As we all know, if you can’t find details about the person you are interested in, you should turn your attention to other people in the same family. By searching for the siblings of Margaret Sievers, Bev eventually found the father’s name was Albert Sievers, as it had been recorded on his third child’s birth registration. Lizzie and Albert stated that they had married in 1876 but finding the marriage record proved to be tricky as the name Sievers had been transcribed as ‘Scivers’ and they had in fact married in 1888, well after their three children had been born.

Lizzie was not listed on the marriage registration as Lizzie O’Hagan, but as Elizabeth Parker, and she was said to have been a widow since 1873. That is well before the children were born, and a marriage record indicates Lizzie married Arthur Hollingsworth Parker in 1876.

Parker didn’t die until much later. He left Lizzie very soon after their marriage and went to Adelaide where he married again. A charlatan and a con artist, he was to become insolvent and charged with fraud, and in fact Lizzie divorced him. When she had married Albert Sievers she was a divorcee not a widow.

Like the Hood family, Lizzie O’Hagan was from Belfast in Ireland. From divorce papers re the marriage to Arthur Hollingworth Parker, Lizzie stated that before her marriage to Parker, she had worked with John Hood the chemist. When her marriage proved to be a fiasco, it is possible that John’s son, the ‘lightning judge’ helped her get the divorce. A family source also suggested that Lizzie was a governess to the judge’s children. And of course, Albert Sievers was his cousin.

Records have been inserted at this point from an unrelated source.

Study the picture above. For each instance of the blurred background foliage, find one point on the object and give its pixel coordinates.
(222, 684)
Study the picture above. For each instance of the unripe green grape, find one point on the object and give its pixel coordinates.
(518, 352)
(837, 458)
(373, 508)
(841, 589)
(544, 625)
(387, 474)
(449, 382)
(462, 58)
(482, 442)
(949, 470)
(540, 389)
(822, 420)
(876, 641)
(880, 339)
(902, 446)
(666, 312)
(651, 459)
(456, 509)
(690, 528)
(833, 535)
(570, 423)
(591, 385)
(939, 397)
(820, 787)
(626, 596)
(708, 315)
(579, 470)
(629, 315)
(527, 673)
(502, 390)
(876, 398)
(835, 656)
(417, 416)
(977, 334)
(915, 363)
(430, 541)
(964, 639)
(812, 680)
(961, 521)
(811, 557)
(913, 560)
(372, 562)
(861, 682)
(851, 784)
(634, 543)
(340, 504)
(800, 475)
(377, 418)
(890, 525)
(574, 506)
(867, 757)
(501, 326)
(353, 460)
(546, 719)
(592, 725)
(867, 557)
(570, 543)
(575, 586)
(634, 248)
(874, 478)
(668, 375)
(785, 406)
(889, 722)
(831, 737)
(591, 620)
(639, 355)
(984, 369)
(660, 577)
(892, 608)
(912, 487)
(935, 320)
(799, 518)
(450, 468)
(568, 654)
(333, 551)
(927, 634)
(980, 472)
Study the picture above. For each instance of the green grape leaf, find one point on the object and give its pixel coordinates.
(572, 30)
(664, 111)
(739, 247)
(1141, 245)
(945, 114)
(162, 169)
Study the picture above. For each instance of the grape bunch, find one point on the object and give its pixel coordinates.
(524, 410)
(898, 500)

Albert was a labourer and a seaman, who fished for gummy shark off St Leonards. He had also been insolvent and spent a short time in gaol. Mostly he was a model citizen. He supported his daughter, Margaret Sievers, when she married William Gay in 1897. Well, she was 6 months pregnant and under the age of 17, so on her marriage certificate it was stated “with the written consent of Albert Sievers father of the brideWhilst his name may not be on her birth registration, he claimed her as his daughter when she married and that was sufficient for Bev to be able to claim him as a Port Phillip Pioneer.

Was he really Margaret’s father however? Bev and her mother decided to have DNA tests and that has shown a strong connection to a cousin who Bev knows is a descendent of Albert Sievers and Lizzie O’Hagan.

Further DNA connections and Thrulines suggested by Ancestry confirm that Bev is connected to Sir Joseph Henry Hood, the ‘lightning judge’ and so she can claim the Hood family as Port Philip Pioneers.

A very complicated story. Surely trying to prove Albert Schweitzer is a relation won’t be so difficult. As Bev commented ‘there are others in the family with the name Albert’.